Seagrass meadows are one of the ecosystems that are capable of absorbing the most carbon, but if they are degraded, these “sinks” can become the opposite, large emitters of carbon dioxide. This is what an international team of researchers, led by the Institute of Environmental Science and Technology of the Autonomous University of Barcelona and the Edith Cowan University, in Australia, has confirmed occurred in the seagrass beds of Shark Bay, one of the largest warehouses of carbon dioxide in the world, after the heat wave that hit Western Australia between 2010 and 2011.

According to the researchers in the journal “Nature Climate Change”, this episode of heat is unprecedented and raised the temperature of the water some 2-4ºC above average for more than two months, considerably damaging the seagrass area of ​​​​Shark Bay. , which stores 1.3% of the total carbon dioxide stored in seagrass soils across the planet.

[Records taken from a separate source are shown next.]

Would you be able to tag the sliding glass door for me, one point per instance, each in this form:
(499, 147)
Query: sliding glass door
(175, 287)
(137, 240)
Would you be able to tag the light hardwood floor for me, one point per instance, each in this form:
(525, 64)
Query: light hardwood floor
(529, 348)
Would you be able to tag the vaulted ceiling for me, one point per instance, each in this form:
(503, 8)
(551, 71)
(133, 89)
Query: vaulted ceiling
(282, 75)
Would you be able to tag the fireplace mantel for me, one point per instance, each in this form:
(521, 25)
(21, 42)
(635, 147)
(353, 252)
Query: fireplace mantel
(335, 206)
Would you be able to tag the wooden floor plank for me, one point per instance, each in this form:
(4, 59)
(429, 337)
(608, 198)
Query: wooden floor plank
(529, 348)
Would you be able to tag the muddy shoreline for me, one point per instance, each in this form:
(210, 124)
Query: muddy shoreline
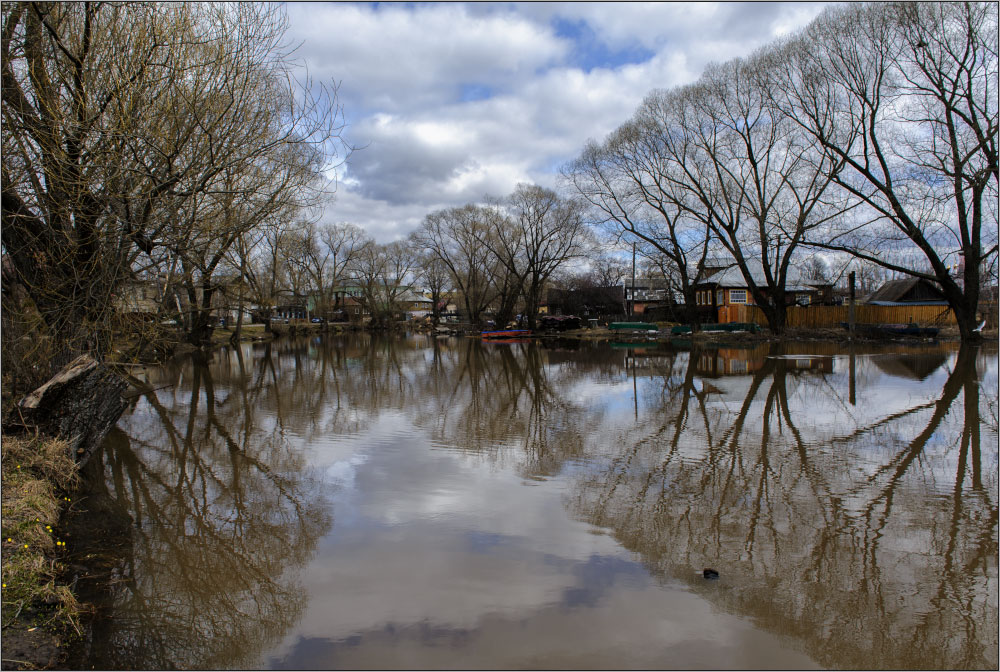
(100, 535)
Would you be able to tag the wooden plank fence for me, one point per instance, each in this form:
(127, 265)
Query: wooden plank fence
(832, 316)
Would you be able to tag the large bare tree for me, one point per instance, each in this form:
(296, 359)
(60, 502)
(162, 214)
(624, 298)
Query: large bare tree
(540, 232)
(454, 235)
(905, 96)
(124, 124)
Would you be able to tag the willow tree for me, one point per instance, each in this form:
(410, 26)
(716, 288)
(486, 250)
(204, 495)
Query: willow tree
(905, 96)
(120, 121)
(454, 236)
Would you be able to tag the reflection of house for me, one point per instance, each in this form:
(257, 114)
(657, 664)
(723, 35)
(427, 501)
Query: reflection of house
(730, 361)
(907, 292)
(725, 288)
(742, 361)
(911, 366)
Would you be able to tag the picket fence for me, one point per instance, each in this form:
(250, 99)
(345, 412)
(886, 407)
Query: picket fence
(832, 316)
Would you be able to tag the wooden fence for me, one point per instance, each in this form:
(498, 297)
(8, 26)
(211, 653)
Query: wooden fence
(832, 316)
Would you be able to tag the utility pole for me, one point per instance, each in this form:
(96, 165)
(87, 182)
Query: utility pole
(850, 305)
(631, 312)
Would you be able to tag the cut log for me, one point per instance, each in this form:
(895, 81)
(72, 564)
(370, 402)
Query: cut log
(81, 404)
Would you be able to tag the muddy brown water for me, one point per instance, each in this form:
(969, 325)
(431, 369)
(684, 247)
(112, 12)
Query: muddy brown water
(417, 502)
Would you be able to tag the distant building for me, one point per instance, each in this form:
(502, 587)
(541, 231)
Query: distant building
(719, 292)
(907, 292)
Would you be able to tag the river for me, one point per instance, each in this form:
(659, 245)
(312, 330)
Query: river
(364, 501)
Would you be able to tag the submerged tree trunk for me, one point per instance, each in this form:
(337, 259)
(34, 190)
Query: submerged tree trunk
(81, 404)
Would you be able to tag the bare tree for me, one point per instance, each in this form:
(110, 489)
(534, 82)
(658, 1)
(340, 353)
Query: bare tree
(539, 233)
(433, 273)
(760, 182)
(383, 273)
(626, 181)
(126, 124)
(454, 235)
(904, 95)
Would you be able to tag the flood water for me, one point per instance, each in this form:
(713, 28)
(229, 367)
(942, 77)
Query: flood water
(415, 502)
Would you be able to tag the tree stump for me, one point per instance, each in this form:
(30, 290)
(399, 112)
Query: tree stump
(81, 404)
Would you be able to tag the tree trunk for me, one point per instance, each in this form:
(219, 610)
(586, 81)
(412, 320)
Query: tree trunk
(81, 404)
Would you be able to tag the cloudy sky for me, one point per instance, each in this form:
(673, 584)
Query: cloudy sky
(454, 102)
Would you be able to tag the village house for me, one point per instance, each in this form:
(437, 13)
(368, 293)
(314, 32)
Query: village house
(907, 292)
(722, 291)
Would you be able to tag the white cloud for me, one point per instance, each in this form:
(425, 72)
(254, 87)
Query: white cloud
(429, 141)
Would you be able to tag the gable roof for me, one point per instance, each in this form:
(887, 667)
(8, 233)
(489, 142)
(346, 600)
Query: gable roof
(911, 291)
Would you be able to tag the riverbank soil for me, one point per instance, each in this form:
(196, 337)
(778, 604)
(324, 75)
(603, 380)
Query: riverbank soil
(39, 610)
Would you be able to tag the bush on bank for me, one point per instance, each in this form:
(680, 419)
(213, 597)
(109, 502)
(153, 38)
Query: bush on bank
(37, 475)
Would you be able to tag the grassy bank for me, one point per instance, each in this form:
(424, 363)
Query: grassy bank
(38, 612)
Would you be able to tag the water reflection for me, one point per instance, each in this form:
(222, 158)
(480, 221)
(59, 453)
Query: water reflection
(867, 533)
(551, 500)
(222, 512)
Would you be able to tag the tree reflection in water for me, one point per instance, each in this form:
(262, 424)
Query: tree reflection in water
(874, 543)
(852, 514)
(223, 512)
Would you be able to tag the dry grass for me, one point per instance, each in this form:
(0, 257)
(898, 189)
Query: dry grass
(36, 472)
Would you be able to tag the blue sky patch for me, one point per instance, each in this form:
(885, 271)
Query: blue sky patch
(471, 92)
(590, 52)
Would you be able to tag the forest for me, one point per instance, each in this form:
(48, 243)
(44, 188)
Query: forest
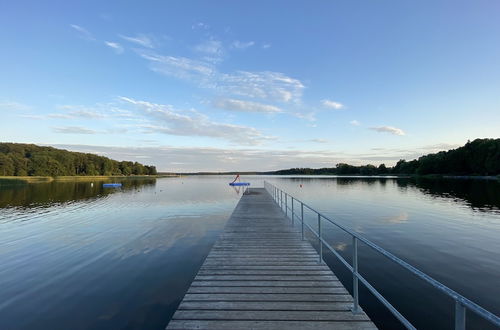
(479, 157)
(18, 159)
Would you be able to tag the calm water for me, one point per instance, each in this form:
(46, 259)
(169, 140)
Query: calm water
(78, 256)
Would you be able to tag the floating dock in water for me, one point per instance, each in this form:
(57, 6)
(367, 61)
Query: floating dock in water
(260, 274)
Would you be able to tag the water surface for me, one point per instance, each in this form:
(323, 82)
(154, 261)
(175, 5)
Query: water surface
(76, 255)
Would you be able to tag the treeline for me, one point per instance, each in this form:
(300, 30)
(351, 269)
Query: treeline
(18, 159)
(479, 157)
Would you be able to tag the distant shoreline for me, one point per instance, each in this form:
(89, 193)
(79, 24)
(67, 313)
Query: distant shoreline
(387, 176)
(81, 178)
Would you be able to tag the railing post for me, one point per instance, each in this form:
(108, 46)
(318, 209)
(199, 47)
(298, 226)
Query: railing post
(319, 240)
(286, 204)
(355, 293)
(302, 218)
(459, 316)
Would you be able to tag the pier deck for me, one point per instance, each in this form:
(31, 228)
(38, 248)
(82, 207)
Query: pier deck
(260, 274)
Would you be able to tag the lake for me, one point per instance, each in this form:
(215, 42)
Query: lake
(80, 256)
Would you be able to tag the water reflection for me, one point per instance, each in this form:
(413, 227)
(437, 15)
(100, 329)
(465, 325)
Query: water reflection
(80, 257)
(23, 194)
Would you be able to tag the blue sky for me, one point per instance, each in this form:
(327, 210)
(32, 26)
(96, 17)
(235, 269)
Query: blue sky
(261, 85)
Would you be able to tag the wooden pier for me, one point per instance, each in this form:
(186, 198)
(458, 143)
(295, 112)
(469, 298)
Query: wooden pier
(260, 274)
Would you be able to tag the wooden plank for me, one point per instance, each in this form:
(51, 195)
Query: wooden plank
(259, 325)
(270, 315)
(266, 306)
(326, 284)
(263, 272)
(266, 290)
(266, 297)
(327, 277)
(260, 274)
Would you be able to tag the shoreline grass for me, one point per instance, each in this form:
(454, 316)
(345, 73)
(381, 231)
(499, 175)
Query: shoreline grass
(47, 179)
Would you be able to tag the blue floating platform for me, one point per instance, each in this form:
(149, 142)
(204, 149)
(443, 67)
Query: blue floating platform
(111, 185)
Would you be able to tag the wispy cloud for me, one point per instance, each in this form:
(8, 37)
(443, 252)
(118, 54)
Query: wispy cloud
(73, 130)
(263, 85)
(213, 47)
(244, 106)
(267, 85)
(242, 45)
(115, 46)
(83, 33)
(180, 67)
(16, 106)
(309, 116)
(200, 25)
(212, 50)
(388, 129)
(167, 120)
(139, 39)
(332, 104)
(319, 140)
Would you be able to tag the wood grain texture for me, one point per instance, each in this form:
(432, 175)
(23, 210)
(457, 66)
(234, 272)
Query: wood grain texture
(260, 274)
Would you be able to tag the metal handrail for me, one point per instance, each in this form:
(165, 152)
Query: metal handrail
(461, 303)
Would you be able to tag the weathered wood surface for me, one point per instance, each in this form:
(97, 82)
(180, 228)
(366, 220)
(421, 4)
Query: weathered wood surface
(261, 275)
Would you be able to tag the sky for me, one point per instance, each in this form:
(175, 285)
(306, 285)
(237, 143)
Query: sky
(250, 85)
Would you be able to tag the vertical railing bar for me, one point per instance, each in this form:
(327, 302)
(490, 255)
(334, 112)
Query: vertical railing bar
(459, 316)
(355, 293)
(319, 240)
(302, 218)
(281, 199)
(286, 204)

What the researchers have seen is that the exceptional heat wave would not only have affected its ability to capture carbon dioxide, but would have released tons of the CO2 stored in this ecosystem for centuries into the atmosphere.

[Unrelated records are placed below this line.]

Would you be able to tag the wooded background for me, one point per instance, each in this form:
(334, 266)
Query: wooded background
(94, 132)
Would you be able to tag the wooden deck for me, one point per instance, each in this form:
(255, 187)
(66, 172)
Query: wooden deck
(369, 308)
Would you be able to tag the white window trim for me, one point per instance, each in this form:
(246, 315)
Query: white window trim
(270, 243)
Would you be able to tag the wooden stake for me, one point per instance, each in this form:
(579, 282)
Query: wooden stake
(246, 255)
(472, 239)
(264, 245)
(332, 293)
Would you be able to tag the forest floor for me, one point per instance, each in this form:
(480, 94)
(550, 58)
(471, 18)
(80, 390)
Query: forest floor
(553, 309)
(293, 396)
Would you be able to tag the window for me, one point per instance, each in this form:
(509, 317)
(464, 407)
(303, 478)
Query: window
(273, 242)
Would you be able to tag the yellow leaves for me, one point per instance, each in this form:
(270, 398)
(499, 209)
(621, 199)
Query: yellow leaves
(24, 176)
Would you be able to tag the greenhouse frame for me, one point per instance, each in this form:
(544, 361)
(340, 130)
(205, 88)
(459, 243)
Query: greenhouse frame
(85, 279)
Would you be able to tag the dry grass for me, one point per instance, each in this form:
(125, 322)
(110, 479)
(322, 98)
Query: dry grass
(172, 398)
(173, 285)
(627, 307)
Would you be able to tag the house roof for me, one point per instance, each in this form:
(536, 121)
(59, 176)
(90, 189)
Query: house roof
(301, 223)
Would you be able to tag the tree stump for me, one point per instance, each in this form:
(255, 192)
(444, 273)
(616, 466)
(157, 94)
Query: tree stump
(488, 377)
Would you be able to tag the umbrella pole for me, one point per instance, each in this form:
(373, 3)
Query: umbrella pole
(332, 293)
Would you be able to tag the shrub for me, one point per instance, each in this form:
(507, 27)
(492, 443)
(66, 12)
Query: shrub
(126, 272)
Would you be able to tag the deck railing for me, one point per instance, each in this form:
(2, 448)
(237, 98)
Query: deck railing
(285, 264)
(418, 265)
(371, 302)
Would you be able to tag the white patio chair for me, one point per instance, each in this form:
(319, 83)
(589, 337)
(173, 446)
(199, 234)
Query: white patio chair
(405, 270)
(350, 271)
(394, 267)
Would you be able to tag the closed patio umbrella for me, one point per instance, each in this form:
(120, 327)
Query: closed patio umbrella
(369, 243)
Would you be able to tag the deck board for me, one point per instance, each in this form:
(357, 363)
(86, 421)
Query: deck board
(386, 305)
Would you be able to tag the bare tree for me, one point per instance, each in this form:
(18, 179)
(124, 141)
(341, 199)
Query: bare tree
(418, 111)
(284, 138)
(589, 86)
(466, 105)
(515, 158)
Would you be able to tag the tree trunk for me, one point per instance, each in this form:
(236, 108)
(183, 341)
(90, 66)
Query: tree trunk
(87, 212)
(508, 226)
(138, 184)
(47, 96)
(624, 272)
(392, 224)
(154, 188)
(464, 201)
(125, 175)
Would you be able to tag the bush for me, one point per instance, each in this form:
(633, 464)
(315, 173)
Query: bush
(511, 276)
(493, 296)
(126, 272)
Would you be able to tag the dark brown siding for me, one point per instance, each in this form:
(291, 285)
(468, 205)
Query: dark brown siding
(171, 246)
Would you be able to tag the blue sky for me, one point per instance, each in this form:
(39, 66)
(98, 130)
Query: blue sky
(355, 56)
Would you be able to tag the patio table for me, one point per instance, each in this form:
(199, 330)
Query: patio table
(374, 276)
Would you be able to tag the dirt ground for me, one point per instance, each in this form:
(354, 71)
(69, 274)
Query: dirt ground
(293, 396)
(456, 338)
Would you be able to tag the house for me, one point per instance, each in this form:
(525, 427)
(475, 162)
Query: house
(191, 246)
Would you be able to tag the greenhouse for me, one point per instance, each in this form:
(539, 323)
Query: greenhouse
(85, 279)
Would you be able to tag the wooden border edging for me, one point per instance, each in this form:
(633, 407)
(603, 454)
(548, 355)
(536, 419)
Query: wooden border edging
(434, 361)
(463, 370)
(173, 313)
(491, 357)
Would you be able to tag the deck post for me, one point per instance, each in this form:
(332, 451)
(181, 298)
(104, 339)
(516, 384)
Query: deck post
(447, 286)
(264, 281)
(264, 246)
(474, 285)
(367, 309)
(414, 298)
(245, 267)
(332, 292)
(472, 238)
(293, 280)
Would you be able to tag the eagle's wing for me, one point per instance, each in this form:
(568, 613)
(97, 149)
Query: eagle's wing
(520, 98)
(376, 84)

The heat wave caused the defoliation of the seagrass meadow of Amphibolis antarctica in the iconic Shark Bay, declared a World Heritage Site. “When an event like the Shark Bay grassland losses occurs, not only do you lose the benefits of carbon dioxide sequestration, but the dioxide stored as organic carbon is released back into the atmosphere during the decomposition of the grass. matter of the prairies”, indicates Óscar Serrano, a researcher at the Edith Cowan University.

“The loss of seagrass beds in Shark Bay after this heat wave could have released some nine million tons of carbon dioxide into the atmosphere over the three years after the event,” explains Núria Marbà, a CSIC researcher at the Mediterranean Institute of Studies, a center that has also collaborated in the study, together with the Center for Advanced Studies in Blanes. This amount is roughly the equivalent of the annual CO2 emission of 800,000 homes, two coal-fired power plants, or 1,600,000 cars driven for 12 months. And she guessed that Australia’s emissions from land-use change increased by 21%.

The researchers mapped 70% of this place in 2014 and found that 22% of the seagrass habitat had been lost compared to 2002. This equates to a seagrass area of ​​about 1,100 square kilometres.

The truth is that «the losses of the summer of 2010/11 are unprecedented. The net loss of grassland was accompanied by a dramatic decline in grassland extent. What remains are scattered areas. The “dense” areas have been reduced from 72% in 2002 to 46% in 2014”, explains Ariane Arias-Ortiz, from the Institute of Environmental Science and Technology, first signatory of the study.

“This decline is very significant because seagrass beds are among the most powerful CO2 sinks in the biosphere, which is why they are known as blue carbon ecosystems. Like any primary producer, they use carbon dioxide during photosynthesis, generating carbon-rich organic matter. A large part of that production is buried in its soils in an organic way. The carbon dioxide that is trapped in soils potentially stays there for millennia if grassland ecosystems remain intact,” explains Carlos Duarte, director of the Red Sea Research Center at King Abdullah University of Science and Technology (Saudi Arabia). Saudi), who has directed the thesis of the main author.

“Although grasslands can be restored, the important thing is that we must prevent the loss of grasslands that store CO2, because the emission of carbon dioxide from degraded grassland ecosystems far exceeds the annual capture capacity of grasslands in good condition,” says Arias. -Ortiz. “In the face of climate change that will increase the frequency of extreme temperatures, the permanence of these carbon dioxide stores is compromised, which increases the importance of reducing the emission of greenhouse gases, and the management of actions to avoid adverse effects. in the climate system,” he adds.